Since i mainly use SXM cards and those automatic deal with p2p in between, i endup not paying attention to pcie, but now that is gone.

3 Likes

@tpo does the training allow for isolation of some sort? An alpha in source that denotes where the learning should focus?

1 Like

Sorry Chris! No, currently is Front (rgb) only training.
While the Tunet model will eventually learn the difference, it’s not guaranteed to focus on it quickly or efficiently, especially if the differing region is small relative to the fullframe.

So better to pre crop then before feeding it for training then. Thanks @tpo

1 Like

Amazing work @tpo @john-geehreng and all you script-heads out there. This is amazing work you’re doing

1 Like

About to give this a try on Windows / WSL2 Ubuntu, huge thanks!

EDIT: Just did a 30mins train, enough to say, OH MY GOD THIAGO

4 Likes

Just to let you know, people who want to try this on Windows, I just made it work.

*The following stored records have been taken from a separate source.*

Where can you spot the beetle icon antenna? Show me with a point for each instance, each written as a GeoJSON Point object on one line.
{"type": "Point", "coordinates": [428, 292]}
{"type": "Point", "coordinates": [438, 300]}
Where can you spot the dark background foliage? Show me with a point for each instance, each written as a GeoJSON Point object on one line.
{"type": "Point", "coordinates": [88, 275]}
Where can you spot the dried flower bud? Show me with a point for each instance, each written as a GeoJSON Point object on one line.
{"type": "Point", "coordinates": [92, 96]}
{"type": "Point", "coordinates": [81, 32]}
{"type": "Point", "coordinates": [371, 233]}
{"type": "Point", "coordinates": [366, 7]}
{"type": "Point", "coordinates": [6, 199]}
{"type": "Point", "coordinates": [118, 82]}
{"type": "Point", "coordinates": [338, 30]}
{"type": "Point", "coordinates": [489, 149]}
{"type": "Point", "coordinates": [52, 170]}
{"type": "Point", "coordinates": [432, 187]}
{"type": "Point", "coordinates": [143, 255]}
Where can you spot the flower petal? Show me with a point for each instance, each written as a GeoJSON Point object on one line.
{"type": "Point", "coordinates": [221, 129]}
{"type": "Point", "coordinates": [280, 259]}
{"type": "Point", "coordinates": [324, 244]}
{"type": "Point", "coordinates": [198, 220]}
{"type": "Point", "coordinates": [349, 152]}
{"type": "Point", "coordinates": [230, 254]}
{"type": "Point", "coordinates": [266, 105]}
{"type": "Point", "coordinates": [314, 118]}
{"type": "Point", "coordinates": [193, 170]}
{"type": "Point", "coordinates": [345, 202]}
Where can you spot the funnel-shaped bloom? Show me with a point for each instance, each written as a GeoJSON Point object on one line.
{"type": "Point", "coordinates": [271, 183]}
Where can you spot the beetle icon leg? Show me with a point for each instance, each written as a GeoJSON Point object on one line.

By default this does not work on windows since it needs nccl which is a linux only lib but I made it work by tweaking a bit of code and using pytorch 2.3. I also think this can open the door to use it on Mac only environments. I have to try but have no Macs around, i’m a pc guy.

See screenshot below, THIS IS NOT WSL, pure windows. Windows 10.
Also, @tpo thank you thank you very much for this. @tpo

I could post it here if anyone wants to try it, but first I need permission from @tpo, he has the word.

4 Likes

make a pull request to his GitHub repo with the change.

Is so nice to see @cristhiancordoba @febreroflame that is great.
Glad you liked it @febreroflame : )

Ive got lots of messagens after release asking for a Mac version. Also from Nuke community.

Im working on a multi-os version, Tunet will automatic detect os and just work. Same for yaml, can be windows, mac or linux paths.

Is already working, just cleaning up some stuff and will release.

attached on native window conda.

6 Likes

hey everyone! Cross-Platform support is now live.
Git clone again and You should be good to go in any OS.

Multi-gpu is Linux only.

Benchmark:
On mac for training is bit meh as expected:
Win with RTX 6000 Blackwell: 0.3 seconds per step
Mac with M1 Max: 3.9 seconds per step

meaning if a training would take 1 week on Nvidia, would take 13 Weeks on Apple M1 max.


5 Likes

@tpo Is there a way to implement the ability to resume training on latest checkpoint? I was looking at the flags and didnt find any flag for this. Check Chris’ comment below. Thanks

It does this automatically based on the naming I believe.

2 Likes

Thank you Chris. You’re right! Fantastic!!!

I just tested this and for some reason with the new/updated scripts, the converted onnx model is not working, it loads but it just gives a solid color output. Fortunately I had a backup of previous scripts. On the previous one was working, but the output was quite blurry as if it was low res. Nuke was working fine, but flame was not.
Could anyone try this with the new/updated scripts?

Try start a training from scratch with the new version. Mixing is no go. I believe that is why.
Make sure convert scripts are also updated.

You still have the older trainer, I’m calling legacy trainer, it is under util folder, if you use that, is same as before.

@tpo for multi-gpu, do we still use the separate branch, or was that merged into master?

Thanks.

separate branch Multi-gpu - Linux only, same for the converters.